If you hover on the bottom point of the Add Rows component after clicking the ‘Run’ button you can see the ‘Visualize’ option. If you use it, you will see 1000 rows. If you did the same thing for 2 datasets, you’ll see 300 and 700 rows respectively.
Now we need to split the dataset into 2 parts, train, test data. We will train the model with the train dataset and we will evaluate the model’s score with the test dataset. I’ll use the ‘Split Data’ component for splitting the dataset. I drag and drop the component under the ‘Add Rows’ component and I drag the point at the bottom of the ‘Add Rows’ to the ‘Split Data’ component.
We can set a percentage that how much percentage will be training data from the right side. In this case, I set %75 (0.75) of the main dataset for trainig data and the test data will be %25. ML Studio divided it into 2 datasets.
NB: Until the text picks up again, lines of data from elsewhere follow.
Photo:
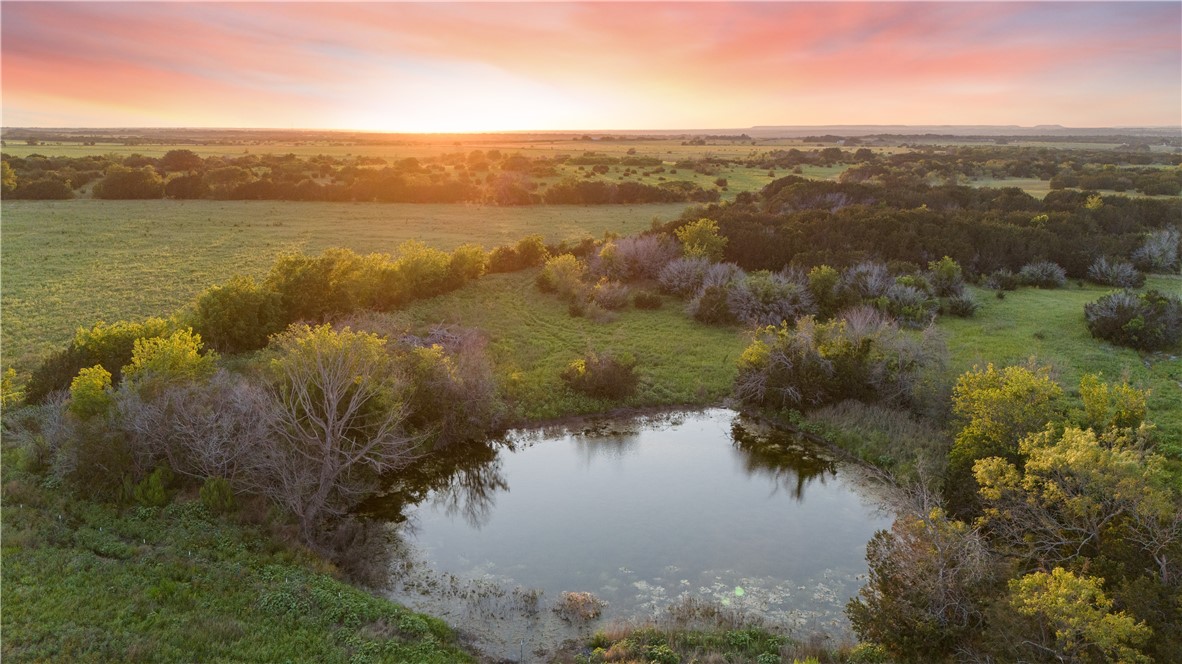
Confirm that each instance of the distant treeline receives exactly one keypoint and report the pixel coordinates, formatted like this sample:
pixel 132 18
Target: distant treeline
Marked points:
pixel 475 177
pixel 803 222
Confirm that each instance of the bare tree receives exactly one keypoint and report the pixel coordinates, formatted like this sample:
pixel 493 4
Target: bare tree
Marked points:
pixel 338 423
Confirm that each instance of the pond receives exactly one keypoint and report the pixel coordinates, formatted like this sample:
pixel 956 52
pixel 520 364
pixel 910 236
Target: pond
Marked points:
pixel 676 510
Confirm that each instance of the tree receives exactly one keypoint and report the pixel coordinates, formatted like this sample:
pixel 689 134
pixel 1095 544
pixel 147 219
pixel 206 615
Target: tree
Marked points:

There are 2 output points, 1st and 2nd. We use 1st for the train dataset and 2nd for the test dataset.
We split our dataset successfully. Now we need to train a model. I’m going to use the ‘Train Model’ and ‘Linear Regression’ components.
I’ll combine the ‘Train Model’ component’s 2nd input point with the 1st output point of the ‘Split Data’ component. After that, I’ll combine the ‘Train Model’ component’s 1st input with the output point of the ‘Linear Regression’ component. And I’ll choose the ‘y’ column from the ‘Train Model’. For our case, we will try to predict the ‘y’ by using the ‘x’.
Scoring the Model
We have already created our model. Now we need to score (test) our model. I am going to use the ‘Score Model’ component. As you probably remember we have the test dataset which we’ll use now. I’ll combine the ‘Train Model’ component’s output with the 1st input point of the ‘Score Model’ component, and the ‘Score Model’ component’s 2nd input point with the 2nd output with the ‘Split Data’ component.
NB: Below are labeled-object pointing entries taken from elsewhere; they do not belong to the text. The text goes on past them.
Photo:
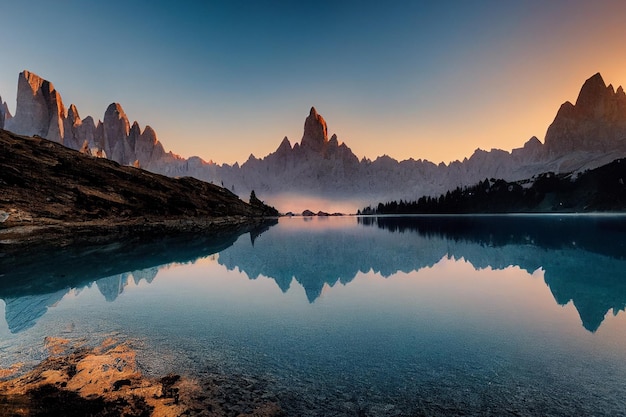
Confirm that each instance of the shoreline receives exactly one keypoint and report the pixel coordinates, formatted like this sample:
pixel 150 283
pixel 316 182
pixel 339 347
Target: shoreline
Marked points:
pixel 106 380
pixel 63 233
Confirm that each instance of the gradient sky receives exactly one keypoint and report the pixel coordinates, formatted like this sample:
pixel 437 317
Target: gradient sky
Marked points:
pixel 221 80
We can see predicted values under the ‘Scored Label’ column.
Evaluating the Model
Now we can evaluate the model. For this, I’ll use the ‘Evaluate Model’ component. I’ll combine the output point of the ‘Score Model’ component with 1st input point of the ‘Evaluate Model’ component.
If we hover on the output point of the ‘Evaluate Model’ component, we can see the ‘Visualize’ button.
I hope this story was helpful and you enjoyed it. As I said, my machine learning journey is not long. I’m playing with these programmes like ML Studio for understanding the core of machine learning. I wanted to introduce Azure ML Studio to you.